Jobs described the chip with typical restraint during the unveiling of the iPad. "It's powered by our own silicon--the one gigahertz Apple A4 chip--it screams," he said, adding that the A4 chip includes an integrated CPU and graphics core on a single system on a chip (SoC).
Soon after the announcement, experts began speculating that the chip was based on the same ARM architecture as the iPhone and iPod touch.
"No official source that I can find has confirmed that the A4 uses ARM," says Tom Halfhill, senior analyst at Microprocessor Report. However, he says, it's logical to assume that the iPad is using a processor based on the ARM architecture. "It makes sense, [because] Apple wouldn't have to port the iPhone OS to a new CPU architecture."

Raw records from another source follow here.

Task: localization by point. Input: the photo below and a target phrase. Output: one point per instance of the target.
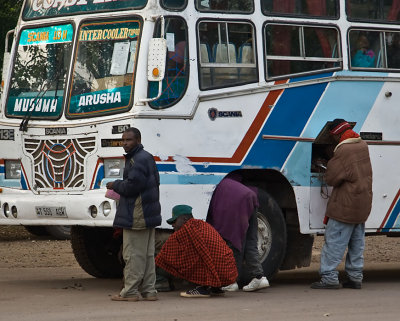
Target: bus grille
(59, 164)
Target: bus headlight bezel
(113, 167)
(13, 168)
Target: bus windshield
(104, 68)
(39, 75)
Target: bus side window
(393, 49)
(365, 49)
(227, 54)
(177, 68)
(387, 11)
(297, 50)
(174, 5)
(320, 8)
(229, 6)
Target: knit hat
(179, 210)
(338, 126)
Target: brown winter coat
(349, 171)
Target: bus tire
(91, 247)
(59, 232)
(272, 237)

Some have suggested that the chip may be based on the latest and fastest ARM designs, but both the slightly older and slower ARM Cortex 8 and the newer ARM Cortex 9 cores can run at a clock speed of one gigahertz, notes Halfhill. Boosting the speed of an ARM Cortex 8 core--the core thought to run in the Samsung-built chip that powers the iPhone 3GS--to one gigahertz would be possible because the iPad has more room for batteries, allowing engineers to drive the A4 at a higher voltage and therefore clock frequency.